I was looking through an SQL script written by an ex-colleague recently. This script collects and cleans-up data from a third party system. The last 912 lines are devoted to setting contact details blank if it is not a real person’s name. It looks something like this:
update sira_party_names set forename = '', surname = '' where upper(forename) = 'DAMAGED' and upper(surname) = 'RAILINGS'; update sira_party_names set forename = '', surname = '' where upper(forename) = '' and upper(surname) = 'NEIGHBOUR'; update sira_party_names set forename = '', surname = '' where upper(forename) = '' and upper(surname) like '%CLAIMANT%'; update -- … many, many hundreds more, with a small number of variants …
How ugly! Every time there is an additional case found, the code has to be changed, tested and released through all the environments. It is also always a huge rush to get the changes completed by a deadline. This code is a pain to maintain, and slow to run - clearly a candidate for making the whole process data driven.
After a few minutes of thought, I created a control table with (non-null) columns for forename_fix and surname_fix to contain the fix-up control data:
forename_fix | surname_fix |
---|---|
DAMAGED | RAILING |
NEIGHBOUR | |
%CLAIMANT% |
Then one line of code performs all the work. My code now looks like this:
update p set forename = '', surname = '' from sira_party_names p inner join party_fix f on p.forename like f.forename_fix and p.surname like f.forename_fix;
The upper() function has gone as well. Presumably the code or the author started on a case-sensitive platform, but that's not the case now. I then added a fix_type field to my control table to designate the different fix types and set up corresponding queries. After a bit of debugging I was producing the same results of the 912 lines previously – in 5 SQL statements. It ran much quicker as well. This is rather more like it!
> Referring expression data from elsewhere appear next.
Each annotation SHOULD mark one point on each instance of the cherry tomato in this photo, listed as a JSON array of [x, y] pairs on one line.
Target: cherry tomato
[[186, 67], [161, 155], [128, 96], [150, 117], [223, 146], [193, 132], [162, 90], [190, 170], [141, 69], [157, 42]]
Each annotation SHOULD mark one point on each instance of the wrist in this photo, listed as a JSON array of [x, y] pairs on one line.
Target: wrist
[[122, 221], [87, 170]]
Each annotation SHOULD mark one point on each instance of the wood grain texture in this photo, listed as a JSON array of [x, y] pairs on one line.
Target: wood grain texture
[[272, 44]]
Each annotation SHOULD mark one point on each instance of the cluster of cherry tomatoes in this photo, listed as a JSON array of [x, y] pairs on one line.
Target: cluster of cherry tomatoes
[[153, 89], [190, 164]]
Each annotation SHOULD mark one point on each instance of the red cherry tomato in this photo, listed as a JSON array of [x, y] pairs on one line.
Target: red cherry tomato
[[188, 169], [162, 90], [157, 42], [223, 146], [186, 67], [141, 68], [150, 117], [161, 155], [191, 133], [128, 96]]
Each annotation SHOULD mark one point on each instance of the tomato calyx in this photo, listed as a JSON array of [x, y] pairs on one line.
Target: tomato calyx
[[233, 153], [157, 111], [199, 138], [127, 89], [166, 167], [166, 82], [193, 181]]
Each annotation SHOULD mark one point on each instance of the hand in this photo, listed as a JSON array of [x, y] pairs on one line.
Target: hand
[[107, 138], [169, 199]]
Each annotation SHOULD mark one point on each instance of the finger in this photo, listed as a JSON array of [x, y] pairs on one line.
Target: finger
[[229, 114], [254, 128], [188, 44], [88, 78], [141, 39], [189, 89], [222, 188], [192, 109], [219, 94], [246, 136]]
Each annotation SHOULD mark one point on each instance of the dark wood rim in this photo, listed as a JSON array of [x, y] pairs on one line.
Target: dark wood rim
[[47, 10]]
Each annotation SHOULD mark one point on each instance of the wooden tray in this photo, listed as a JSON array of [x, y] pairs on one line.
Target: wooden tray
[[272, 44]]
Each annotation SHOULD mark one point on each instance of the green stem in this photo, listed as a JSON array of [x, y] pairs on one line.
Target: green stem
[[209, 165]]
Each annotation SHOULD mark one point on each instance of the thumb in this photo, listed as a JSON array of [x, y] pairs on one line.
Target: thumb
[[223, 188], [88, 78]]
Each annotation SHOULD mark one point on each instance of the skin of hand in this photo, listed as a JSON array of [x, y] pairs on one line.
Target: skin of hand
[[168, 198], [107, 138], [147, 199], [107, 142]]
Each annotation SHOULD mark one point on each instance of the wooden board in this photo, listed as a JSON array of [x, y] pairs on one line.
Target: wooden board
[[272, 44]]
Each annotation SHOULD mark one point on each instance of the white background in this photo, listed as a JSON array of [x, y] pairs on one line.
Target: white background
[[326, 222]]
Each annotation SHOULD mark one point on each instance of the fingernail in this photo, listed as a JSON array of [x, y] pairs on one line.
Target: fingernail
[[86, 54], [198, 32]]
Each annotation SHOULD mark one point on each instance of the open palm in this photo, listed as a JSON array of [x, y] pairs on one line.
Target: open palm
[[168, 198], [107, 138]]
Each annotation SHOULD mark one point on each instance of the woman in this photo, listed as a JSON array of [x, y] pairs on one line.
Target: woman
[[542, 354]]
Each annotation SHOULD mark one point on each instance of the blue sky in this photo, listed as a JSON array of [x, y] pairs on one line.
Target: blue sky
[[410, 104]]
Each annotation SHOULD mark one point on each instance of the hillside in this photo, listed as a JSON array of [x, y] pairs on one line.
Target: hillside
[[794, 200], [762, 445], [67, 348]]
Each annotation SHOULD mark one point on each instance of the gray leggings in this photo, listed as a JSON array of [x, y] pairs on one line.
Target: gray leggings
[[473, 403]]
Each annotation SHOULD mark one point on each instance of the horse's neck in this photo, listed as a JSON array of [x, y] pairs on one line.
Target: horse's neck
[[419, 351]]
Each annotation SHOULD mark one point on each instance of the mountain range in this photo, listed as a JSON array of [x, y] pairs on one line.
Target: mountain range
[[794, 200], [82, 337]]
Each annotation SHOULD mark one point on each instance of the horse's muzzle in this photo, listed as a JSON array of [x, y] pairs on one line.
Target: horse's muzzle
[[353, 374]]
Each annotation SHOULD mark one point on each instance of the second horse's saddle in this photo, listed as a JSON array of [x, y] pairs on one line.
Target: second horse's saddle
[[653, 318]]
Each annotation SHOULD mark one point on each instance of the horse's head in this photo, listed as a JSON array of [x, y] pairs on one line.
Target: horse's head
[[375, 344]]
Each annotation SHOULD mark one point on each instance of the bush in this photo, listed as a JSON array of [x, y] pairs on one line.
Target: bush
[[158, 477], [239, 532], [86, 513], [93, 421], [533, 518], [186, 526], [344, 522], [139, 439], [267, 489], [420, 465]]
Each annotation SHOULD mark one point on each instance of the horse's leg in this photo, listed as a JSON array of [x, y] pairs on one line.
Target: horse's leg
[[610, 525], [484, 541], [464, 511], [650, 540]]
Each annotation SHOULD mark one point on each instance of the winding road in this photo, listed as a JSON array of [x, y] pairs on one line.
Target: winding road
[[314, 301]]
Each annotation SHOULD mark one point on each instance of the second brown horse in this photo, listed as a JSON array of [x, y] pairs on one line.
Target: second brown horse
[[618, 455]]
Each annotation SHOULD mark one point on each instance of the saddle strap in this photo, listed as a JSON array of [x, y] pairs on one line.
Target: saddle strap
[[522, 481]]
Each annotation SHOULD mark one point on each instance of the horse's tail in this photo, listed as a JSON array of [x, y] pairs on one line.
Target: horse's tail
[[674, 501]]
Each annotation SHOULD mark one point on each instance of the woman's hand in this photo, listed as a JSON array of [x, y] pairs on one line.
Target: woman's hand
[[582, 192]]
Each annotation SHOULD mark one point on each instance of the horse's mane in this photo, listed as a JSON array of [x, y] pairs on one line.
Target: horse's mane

But, hold on. It turns out that some data is being changed that shouldn’t be (in both old and new variants of the code). So, rather than just directly updating the fields, I introduced the columns zap (in reality a couple of variants of zap) and zapped_by. Now my code reads:
update p set zap = 1, zapped_by = f.fix_id from sira_party_names p inner join party_fix f on p.forename like f.forename_fix and p.surname like f.forename_fix;
Now I can see which entries are to be zapped (changed), and which fix entry did the zapping. With this information, It’s very easy to sort out what should be done. Updating nearly a thousand lines of inconsistent code would have been impractical.
Of course all the 'fix rules’ still exist, but now they are in data. The maintenance of the fix table is passed on to others outside IT. It’s very quick to alter, and it is a nasty little job that is now out of my hair. Another success for simple, elegant data-driven code.
The moral: Keep an eye out for repetitive code with lots of literal values. This may be a candidate for being made into data-driven code, and reaping unexpected benefits with little effort.